An essential part of life as an entrepreneur is to convince others of your own product or service. That means: being able to move people. Daniel H. Pink, author of “To Sell is Human“, is certain that anyone can do this. Here are a few tips from his book for your next pitch
A pitch is no longer a monologue of the seller about the infinite advantages of his product. It is rather the beginning of a bilateral conversation between the seller and the potential buyer, which – hopefully! – leads to a successful sale. In his book “To Sell is Human” Daniel H. Pink examines the different types of pitches that can be used to win customers. Here are 4 at a glance.
The 1-word pitch
The 1-word pitch is about getting your entire message across in a single word. The aim is to make this word so inseparable from your company that the customer can no longer say it without thinking of you or your product.

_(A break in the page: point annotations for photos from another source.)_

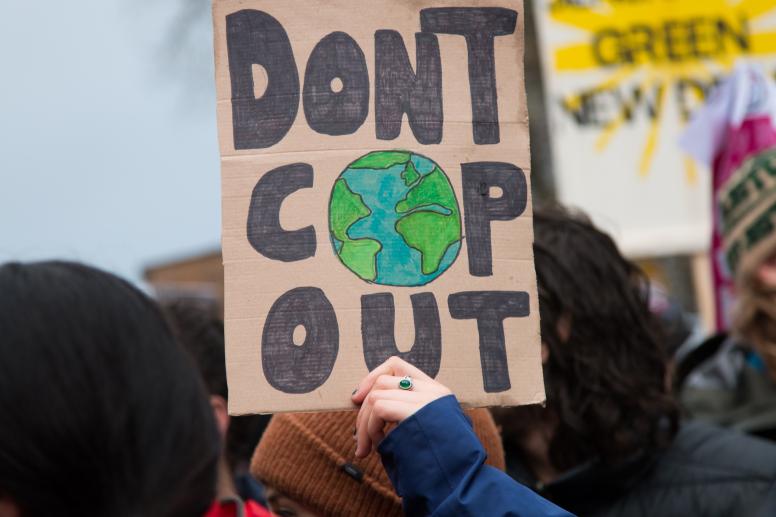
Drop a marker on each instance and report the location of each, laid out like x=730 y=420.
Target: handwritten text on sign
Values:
x=345 y=152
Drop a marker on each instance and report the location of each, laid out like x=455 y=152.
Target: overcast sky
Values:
x=108 y=145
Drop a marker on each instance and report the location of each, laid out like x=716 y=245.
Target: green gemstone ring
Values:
x=405 y=383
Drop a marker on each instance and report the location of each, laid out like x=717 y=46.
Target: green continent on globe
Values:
x=359 y=254
x=381 y=160
x=432 y=223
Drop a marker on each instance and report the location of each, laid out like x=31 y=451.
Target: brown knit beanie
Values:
x=310 y=458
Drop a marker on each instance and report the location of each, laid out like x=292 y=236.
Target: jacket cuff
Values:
x=430 y=453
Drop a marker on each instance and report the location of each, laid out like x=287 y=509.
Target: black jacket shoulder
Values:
x=707 y=472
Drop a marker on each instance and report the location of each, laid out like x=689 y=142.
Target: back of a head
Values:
x=310 y=458
x=606 y=370
x=102 y=412
x=199 y=329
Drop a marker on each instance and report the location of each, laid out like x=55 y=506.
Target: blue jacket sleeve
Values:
x=437 y=465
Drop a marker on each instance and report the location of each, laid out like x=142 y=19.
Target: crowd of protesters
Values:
x=112 y=405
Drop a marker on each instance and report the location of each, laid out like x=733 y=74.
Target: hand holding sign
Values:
x=383 y=401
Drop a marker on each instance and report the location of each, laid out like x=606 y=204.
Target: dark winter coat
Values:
x=706 y=472
x=437 y=465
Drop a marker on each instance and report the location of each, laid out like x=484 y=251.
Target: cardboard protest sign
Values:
x=376 y=199
x=622 y=79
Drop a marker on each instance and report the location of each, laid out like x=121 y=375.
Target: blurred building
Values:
x=198 y=278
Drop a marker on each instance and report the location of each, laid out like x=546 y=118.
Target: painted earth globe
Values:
x=394 y=219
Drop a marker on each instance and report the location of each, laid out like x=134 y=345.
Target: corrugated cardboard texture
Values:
x=254 y=282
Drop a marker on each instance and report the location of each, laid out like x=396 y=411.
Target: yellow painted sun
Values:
x=656 y=43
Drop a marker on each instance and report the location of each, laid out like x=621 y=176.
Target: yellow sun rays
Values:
x=662 y=41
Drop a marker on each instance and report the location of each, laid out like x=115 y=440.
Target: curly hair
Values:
x=606 y=371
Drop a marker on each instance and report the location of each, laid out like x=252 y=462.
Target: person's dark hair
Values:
x=199 y=328
x=606 y=374
x=101 y=411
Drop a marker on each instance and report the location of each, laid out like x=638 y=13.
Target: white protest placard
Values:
x=622 y=79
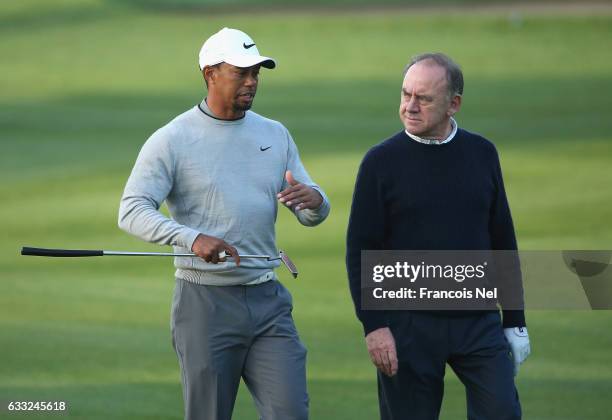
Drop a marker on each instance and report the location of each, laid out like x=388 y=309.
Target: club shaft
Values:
x=51 y=252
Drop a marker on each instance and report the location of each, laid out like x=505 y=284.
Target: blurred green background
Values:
x=85 y=82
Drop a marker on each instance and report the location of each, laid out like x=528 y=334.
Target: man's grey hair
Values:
x=454 y=75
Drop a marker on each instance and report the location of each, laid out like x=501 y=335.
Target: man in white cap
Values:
x=221 y=169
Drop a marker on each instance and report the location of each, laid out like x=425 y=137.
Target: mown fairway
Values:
x=83 y=84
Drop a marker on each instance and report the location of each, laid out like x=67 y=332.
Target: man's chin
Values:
x=243 y=106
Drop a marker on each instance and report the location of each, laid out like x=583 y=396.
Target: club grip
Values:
x=46 y=252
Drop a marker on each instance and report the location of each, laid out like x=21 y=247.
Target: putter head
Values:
x=288 y=263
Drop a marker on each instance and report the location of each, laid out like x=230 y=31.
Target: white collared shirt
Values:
x=433 y=141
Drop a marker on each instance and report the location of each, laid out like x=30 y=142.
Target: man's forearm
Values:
x=140 y=217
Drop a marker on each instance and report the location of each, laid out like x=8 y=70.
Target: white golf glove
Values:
x=518 y=339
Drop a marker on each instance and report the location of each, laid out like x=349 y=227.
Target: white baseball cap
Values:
x=233 y=47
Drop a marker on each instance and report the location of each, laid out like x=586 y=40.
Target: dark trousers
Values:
x=475 y=348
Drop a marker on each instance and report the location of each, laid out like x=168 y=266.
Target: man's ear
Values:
x=455 y=105
x=208 y=72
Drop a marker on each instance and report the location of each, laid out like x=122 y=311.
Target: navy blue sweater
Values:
x=415 y=196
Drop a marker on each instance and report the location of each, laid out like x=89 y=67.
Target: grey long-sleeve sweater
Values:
x=219 y=178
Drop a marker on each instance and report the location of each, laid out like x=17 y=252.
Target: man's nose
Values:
x=413 y=105
x=250 y=80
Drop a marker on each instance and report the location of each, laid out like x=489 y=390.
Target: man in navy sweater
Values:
x=434 y=186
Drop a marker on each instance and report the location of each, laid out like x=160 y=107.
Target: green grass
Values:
x=85 y=82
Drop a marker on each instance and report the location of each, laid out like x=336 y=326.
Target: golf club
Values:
x=52 y=252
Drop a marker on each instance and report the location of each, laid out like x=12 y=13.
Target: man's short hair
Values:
x=454 y=75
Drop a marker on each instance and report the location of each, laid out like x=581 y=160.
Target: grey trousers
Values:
x=224 y=333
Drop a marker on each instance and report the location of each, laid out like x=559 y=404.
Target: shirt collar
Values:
x=436 y=142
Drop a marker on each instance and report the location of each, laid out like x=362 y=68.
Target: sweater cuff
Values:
x=515 y=318
x=187 y=237
x=373 y=321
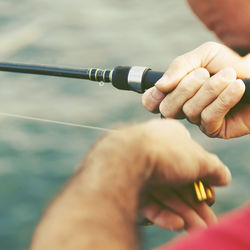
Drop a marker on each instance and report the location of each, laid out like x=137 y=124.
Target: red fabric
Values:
x=231 y=233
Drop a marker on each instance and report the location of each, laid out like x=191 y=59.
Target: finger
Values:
x=192 y=220
x=214 y=171
x=172 y=104
x=152 y=98
x=183 y=65
x=213 y=117
x=163 y=217
x=210 y=90
x=202 y=208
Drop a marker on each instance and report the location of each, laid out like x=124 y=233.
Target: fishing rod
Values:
x=135 y=78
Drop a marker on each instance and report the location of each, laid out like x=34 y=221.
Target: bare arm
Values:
x=97 y=209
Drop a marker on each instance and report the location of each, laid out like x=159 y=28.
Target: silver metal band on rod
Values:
x=135 y=76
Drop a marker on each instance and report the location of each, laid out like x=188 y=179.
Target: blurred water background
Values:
x=37 y=158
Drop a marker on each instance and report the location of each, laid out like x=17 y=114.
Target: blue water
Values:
x=37 y=158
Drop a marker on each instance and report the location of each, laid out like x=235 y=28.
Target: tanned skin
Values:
x=98 y=207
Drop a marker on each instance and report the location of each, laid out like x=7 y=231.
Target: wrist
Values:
x=116 y=167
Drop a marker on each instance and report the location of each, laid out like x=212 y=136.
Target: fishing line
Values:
x=24 y=117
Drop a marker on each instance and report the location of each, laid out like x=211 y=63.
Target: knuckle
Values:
x=189 y=111
x=212 y=87
x=178 y=61
x=206 y=117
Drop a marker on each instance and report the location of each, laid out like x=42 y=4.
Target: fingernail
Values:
x=162 y=81
x=228 y=175
x=228 y=74
x=157 y=94
x=238 y=84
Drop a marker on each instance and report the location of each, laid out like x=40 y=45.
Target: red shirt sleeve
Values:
x=231 y=233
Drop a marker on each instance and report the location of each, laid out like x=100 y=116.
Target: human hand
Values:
x=168 y=161
x=229 y=19
x=208 y=102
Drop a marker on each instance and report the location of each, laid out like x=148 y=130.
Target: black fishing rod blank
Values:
x=133 y=78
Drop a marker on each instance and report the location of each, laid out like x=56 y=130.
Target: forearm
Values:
x=97 y=209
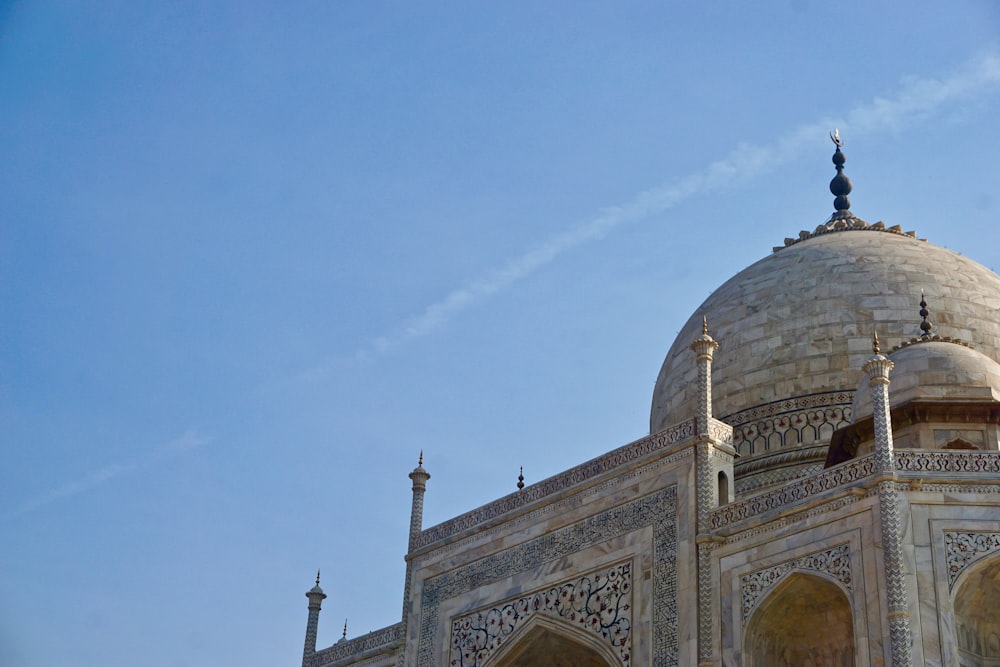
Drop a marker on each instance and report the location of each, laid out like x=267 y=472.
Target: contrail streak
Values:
x=916 y=99
x=183 y=443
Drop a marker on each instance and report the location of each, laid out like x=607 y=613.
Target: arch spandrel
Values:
x=806 y=620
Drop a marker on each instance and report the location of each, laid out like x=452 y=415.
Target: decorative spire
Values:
x=840 y=186
x=925 y=325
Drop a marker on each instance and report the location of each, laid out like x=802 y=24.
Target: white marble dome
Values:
x=795 y=328
x=934 y=371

Perfect for these times of social media, where people are no longer willing to read or analyse long explanations. Information today is best received when it is presented in a short and crisp way.
Making a question the core of the sales conversation can be very effective. Potential buyers are often easier to convince if they are not presented with a ready-made argument why they should set action X or buy product Y, but have to find reasons for it themselves.
Attention: this tactic only works if you have strong, even undeniable arguments. Asking a question that cannot be answered clearly or that is controversial undermines the effect of your pitch.
The catchy tune
Rhyming increases the ability of our brain to process and store information. Just think of the advertisement or slogan for Mc Donalds. Whenever you hear these words and the advertising melody, you know exactly what company it’s about.
If you manage to think up a little rhyme for your product, you increase the chance that your product will stick in the customer’s memory. This could even give you a decisive advantage over your competitors.
The subject line
When was the last time you opened an email advertisement instead of clicking “Delete” immediately? The reason you opened this email was probably because it promised to be useful or because it aroused your curiosity.
In both cases, the content of the subject line was crucial to your decision. It is therefore advisable to summarise your offer clearly and concisely in the subject line (“35% discount on all overnight stays until 31.12!”) or to create an incentive for the reader to continue reading (“The best holiday bargains – book now!”).